Yun Che berbalik dan berkata, “Guru, ini adalah kelalaian murid ini karena tidak memberitahukan hal ini kepada Anda. Seharusnya… seharusnya ini bukan masalah lagi.”
“…” Mu Xuanyin mengalihkan pandangannya kembali kepadanya dan menatapnya dalam diam tanpa mengucapkan sepatah kata pun untuk waktu yang lama.
Tamparan!
Suara tamparan keras dan jelas terdengar di udara yang sunyi.
Mu Huanzhi menyentuh wajahnya yang memerah akibat tamparan yang ia berikan pada dirinya sendiri. Ia merasakan sakit yang membakar, tetapi hal ini malah membuatnya semakin bingung.
Apa…apa, apa… www-apa… apa yang sedang terjadi!???
Dewi Brahma Monarch… Yun Che… he aaa-sebenarnya…

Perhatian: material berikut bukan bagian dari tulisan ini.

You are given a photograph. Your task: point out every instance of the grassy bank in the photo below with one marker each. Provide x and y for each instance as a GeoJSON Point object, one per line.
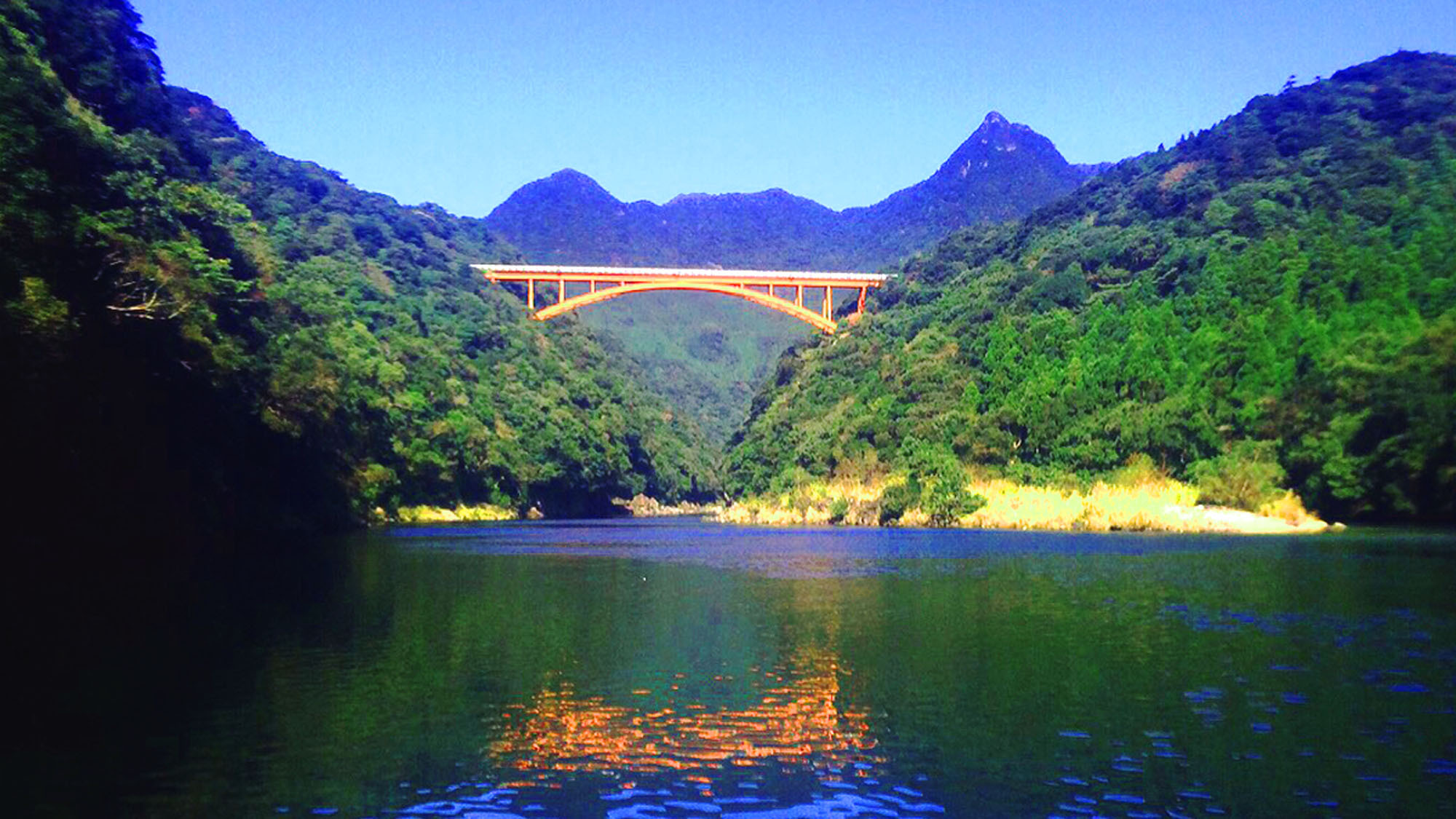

Ini adalah Dewi Raja Brahma! Calon Kaisar Dewa Langit Brahma dan orang yang diakui secara publik sebagai dewi nomor satu di Wilayah Timur! Bahkan kerajaan-kerajaan pun tidak berani memprovokasinya… tapi dia malah berlutut di depan Yun Che dan memanggilnya “Tuan”!?
Apakah aku sedang bermimpi, apakah aku sudah gila, atau apakah seluruh alam semesta sudah menjadi gila!?